Dopo lo stop del decreto del Ministero della salute sulla fecondazione eterologa, che si è incagliato sulla possibilità di garantire la compatibilità genetica del nascituro con quella della coppia che riceve i gameti, la discussione sull’argomento viene rimandata a settembre, quando verranno organizzati incontri di lavoro per discutere di questo tema. Ma intanto cosa fanno i centri che si occupano di procreazione medicalmente assistita? A chi si dovranno rivolgere le coppie che intendono ricorrere alla fecondazione eterologa? Per i centri pubblici risponde la dottoressa Eleonora Porcu, che dirige il Centro di Infertilità e Procreazione medicalmente assistita del Policlinico Sant’Orsola Malpighi di Bologna.
«Le strutture pubbliche al momento non possono avviare le procedure per la fecondazione eterologa e dovranno aspettare che la legge venga approvata dal Parlamento. In discussione ci sono ancora dei punti chiave, come l’istituzione di un registro delle donazioni di gameti, la definizione del numero di gravidanze possibili da un unico donatore, il recepimento delle direttive europee sulle autorizzazioni che devono avere i centri».
Non intende aspettare invece la Regione Toscana che ha approvato una delibera, già pubblicata sulla Gazzetta Ufficiale, per il via libera a queste tecniche e da settembre ha inserito la fecondazione eterologa tra le prestazioni regolarmente rimborsate dal Sistema sanitario, con il pagamento di un ticket di 500 euro.
«Il nostro obiettivo è di riuscire a eseguire i primi trattamenti entro l’inizio di ottobre», conferma Claudia Livi, che dirige il Centro di PMA Demetra (privato, ma accreditato), tra i principali della Toscana, da dove era partita la battaglia che ha portato alla prima sentenza della Corte costituzionale contro il divieto di congelamento degli embrioni. «Durante il mese di agosto abbiamo già avviato colloqui con i pazienti, metà dei quali provengono da fuori Toscana, e abbiamo eseguito esami clinici, ricerca di ovociti e di liquido seminale.
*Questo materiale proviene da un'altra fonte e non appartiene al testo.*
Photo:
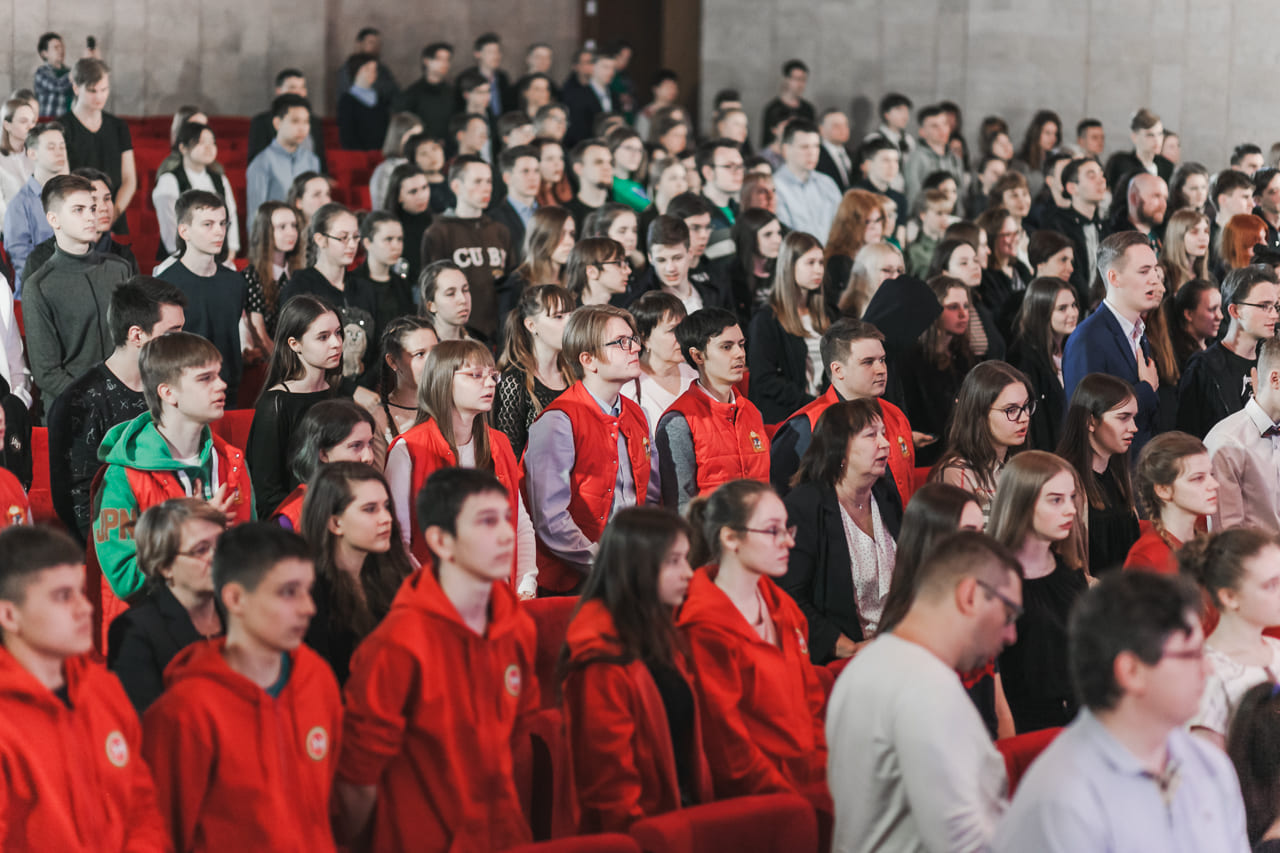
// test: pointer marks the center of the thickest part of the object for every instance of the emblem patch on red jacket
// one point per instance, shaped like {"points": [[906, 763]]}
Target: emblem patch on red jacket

Il problema principale è reperire gli ovociti e stiamo sensibilizzando le pazienti già in cura da noi, che hanno conservato i propri gameti e hanno già avuto figli. Quanto alla compatibilità genetica, seguiremo i protocolli medici internazionali che prevedono la corrispondenza di razza e gruppo sanguigno tra donatore e ricevente».
Sulla stessa lunghezza d’onda sono i centri privati di PMA, per conto dei quali si esprime il dottor Andrea Borini, presidente della Società Italiana di Fertilità e Sterilità (SIFES). «Anche noi ci stiamo attivando per dare alle coppie la possibilità di accedere alle tecniche di fecondazione eterologa, sensibilizzando sulla “egg-sharing”, ovvero la donazione di ovociti da parte delle donne che già li hanno crioconservati nei nostri centri. Per quanto riguarda le procedure, il nostro riferimento sono le linee-guida emanate dalle società scientifiche che si occupano di PMA, e regolamentano la donazione dei gameti: in particolare devono essere garantiti i test genetici per valutarne l’idoneità e la compatibilità genetica, l’età dei donatori non deve superare per le donne i 35 anni e per gli uomini i 40 anni, il limite delle dieci gravidanze per ciascun donatore di gameti. Occorre precisare che questo protocollo era già stato avvallato anche dalla Corte costituzionale che aveva confermato come su questa materia fosse il medico e non il legislatore a dover prendere decisioni».
Staremo dunque a vedere nei prossimi mesi se anche il Ministro si convincerà di questa posizione e metterà i medici nelle condizioni di fare il proprio lavoro, e di farlo nel miglior modo possibile, senza i vincoli e le minacce di controlli da parte dei NAS che sono state ventilate da più parti nei confronti di quei centri che inizieranno a praticare la fecondazione eterologa, già legittimata peraltro dalla Corte costituzionale.